Unlike the hard-hit office and retail sectors, large industrial users like e-commerce retailers have seen demand for their products skyrocket, fueling a need for more space.

“I've got four words. Anything leased to Amazon. That's the safest asset class right now,” Duke Realty Senior Vice President of Leasing and Development David Hudson said during a Bisnow webinar June 23.

Hudson’s assessment comes only a week after Amazon and Trammell Crow announced a new 850K SF e-commerce fulfillment center in Richmond, Texas, which is due to open in 2021.

The coronavirus pandemic forced many more people to use online shopping to meet their needs. That caused online sales to soar, and while that volume may be temporarily inflated, the need for future expansion is there.

“Our team has always felt like e-commerce, particularly for Houston, is still in its infancy, especially when you look at our size population compared to similar-sized metros,” Stream Realty Partners Vice President Jeremy Lumbreras said. “Most of these larger e-commerce users only have a fraction of the footprint as they do in some of these other markets.”

Logistics Property Co. Senior Vice President Bob Wheless noted that the intersection of I-10 West and Katy has been a popular area for distribution and logistics centers, because of the proximity to so many rooftops. Wheless said that within 200 miles of Katy, an e-commerce retailer could have access to about 15 million people.

“E-commerce tends to flock towards a demographic slice of life, lots of concentrated rooftops, and that's one area we're going to see, I think, continued e-commerce growth,” Wheless said.

Clockwise from top left: David Hudson, John Moody, Jake Donaldson, Jeremy Lumbreras and Bob Wheless during a Bisnow webinar June 23, 2020.

Aside from large e-commerce distribution centers, Lumbreras said that the other popular asset type is Class-B institutional industrial space catering to 40K SF to 60K SF users.

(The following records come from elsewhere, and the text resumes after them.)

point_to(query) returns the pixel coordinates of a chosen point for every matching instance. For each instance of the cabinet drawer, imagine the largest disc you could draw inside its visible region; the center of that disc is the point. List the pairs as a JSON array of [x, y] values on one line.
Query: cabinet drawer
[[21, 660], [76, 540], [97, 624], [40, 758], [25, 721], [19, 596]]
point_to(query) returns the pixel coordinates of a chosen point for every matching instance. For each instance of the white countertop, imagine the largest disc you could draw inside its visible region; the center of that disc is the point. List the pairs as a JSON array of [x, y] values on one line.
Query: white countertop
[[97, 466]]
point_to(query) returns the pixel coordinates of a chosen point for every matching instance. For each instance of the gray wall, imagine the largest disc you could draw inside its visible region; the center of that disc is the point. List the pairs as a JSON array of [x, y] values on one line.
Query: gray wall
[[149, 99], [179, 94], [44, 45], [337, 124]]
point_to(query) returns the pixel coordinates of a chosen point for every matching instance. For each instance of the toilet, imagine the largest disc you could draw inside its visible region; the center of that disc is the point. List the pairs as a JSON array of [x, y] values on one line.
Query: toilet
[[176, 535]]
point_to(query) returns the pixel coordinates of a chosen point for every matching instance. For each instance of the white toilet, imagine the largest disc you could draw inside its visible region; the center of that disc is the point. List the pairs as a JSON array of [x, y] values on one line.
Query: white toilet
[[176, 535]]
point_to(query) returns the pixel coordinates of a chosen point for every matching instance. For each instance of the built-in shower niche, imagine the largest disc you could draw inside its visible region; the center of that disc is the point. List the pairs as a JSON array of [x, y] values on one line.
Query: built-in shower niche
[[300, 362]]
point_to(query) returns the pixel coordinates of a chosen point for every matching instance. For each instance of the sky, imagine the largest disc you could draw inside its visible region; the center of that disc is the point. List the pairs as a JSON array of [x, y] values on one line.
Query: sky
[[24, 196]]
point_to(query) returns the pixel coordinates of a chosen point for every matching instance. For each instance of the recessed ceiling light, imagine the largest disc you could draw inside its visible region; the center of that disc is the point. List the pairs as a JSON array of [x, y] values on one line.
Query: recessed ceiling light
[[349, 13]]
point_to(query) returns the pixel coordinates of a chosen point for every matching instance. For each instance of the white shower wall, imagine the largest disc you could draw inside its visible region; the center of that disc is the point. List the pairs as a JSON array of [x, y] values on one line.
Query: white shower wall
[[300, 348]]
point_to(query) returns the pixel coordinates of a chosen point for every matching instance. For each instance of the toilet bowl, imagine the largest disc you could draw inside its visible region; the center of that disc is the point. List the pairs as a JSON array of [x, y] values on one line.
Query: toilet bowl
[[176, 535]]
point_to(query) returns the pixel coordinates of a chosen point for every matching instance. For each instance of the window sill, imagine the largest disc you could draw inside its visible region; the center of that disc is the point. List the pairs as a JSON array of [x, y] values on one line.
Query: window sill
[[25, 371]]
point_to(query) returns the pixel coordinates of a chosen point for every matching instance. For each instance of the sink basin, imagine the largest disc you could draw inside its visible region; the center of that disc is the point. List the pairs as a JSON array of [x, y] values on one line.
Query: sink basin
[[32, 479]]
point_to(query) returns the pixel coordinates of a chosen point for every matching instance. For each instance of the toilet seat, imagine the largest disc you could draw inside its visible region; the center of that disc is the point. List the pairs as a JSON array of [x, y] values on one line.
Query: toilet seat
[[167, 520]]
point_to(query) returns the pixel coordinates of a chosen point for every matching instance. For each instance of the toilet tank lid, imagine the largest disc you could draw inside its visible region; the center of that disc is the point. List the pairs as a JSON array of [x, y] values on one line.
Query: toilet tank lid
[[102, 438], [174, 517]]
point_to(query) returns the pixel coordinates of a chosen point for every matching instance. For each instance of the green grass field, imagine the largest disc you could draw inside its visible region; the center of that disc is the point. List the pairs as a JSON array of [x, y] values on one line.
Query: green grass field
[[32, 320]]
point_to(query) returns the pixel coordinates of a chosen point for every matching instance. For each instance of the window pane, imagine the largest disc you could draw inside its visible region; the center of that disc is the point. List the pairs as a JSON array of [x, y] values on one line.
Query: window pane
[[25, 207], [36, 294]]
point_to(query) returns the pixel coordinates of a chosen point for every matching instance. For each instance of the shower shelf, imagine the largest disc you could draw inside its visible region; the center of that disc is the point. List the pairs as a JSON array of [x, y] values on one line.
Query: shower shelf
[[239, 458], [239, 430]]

“Most of these properties are more infill, closer to nature, closer to population centers, and so they're desired by the tenant base just because of that location, which is really irreplaceable,” Lumbreras said.

“While these buildings have [their own issues], when you're comparing inefficiencies, when you're comparing them to new construction, like shorter clear heights and shallow truck courts — what they lack in some of these amenities, they make up in location.”

Lumbreras said the number of inquiries and tour activity bottomed out about three weeks ago, but things have already started to rebound to pre-coronavirus levels. The biggest challenge is that many prospective clients aren’t taking the next step: sending proposals, negotiating leases or signing deals.

“They’re stuck in that investigative phase,” Lumbreras said.

While there is pent-up demand for inquiries and tours, many larger companies still have travel restrictions or bans in place for employees. That is having an effect on the movement of bigger investments, where prospective clients aren’t able to physically view a property and tour the market.

“What that's leading to is a really prolonged deal cycle, where previously they were much more compressed — we're seeing these decisions ... take a lot longer,” Lumbreras said.

Despite the challenges, Stream Realty has still managed to do business. Since the stay-at-home orders came into effect in mid-March, the firm has signed 58 leases, amounting to 2.2M SF. According to Lumbreras, 47% of those were either new deals or expansions.

Houston is facing an oversupplied industrial market in the short-term. Around 4.4M SF delivered during the second quarter of 2020, and another 7.6M SF is anticipated to deliver during the third quarter, Lumbreras said.

Hudson said that looking at Houston’s industrial pipeline, the city probably ranks about third in the country for speculative building. As wary investors flock to industrial product over office and retail, that could increase.

“I think we're going to have to live with elevated inventory for a while in Houston. I think longer than two years,” Hudson said.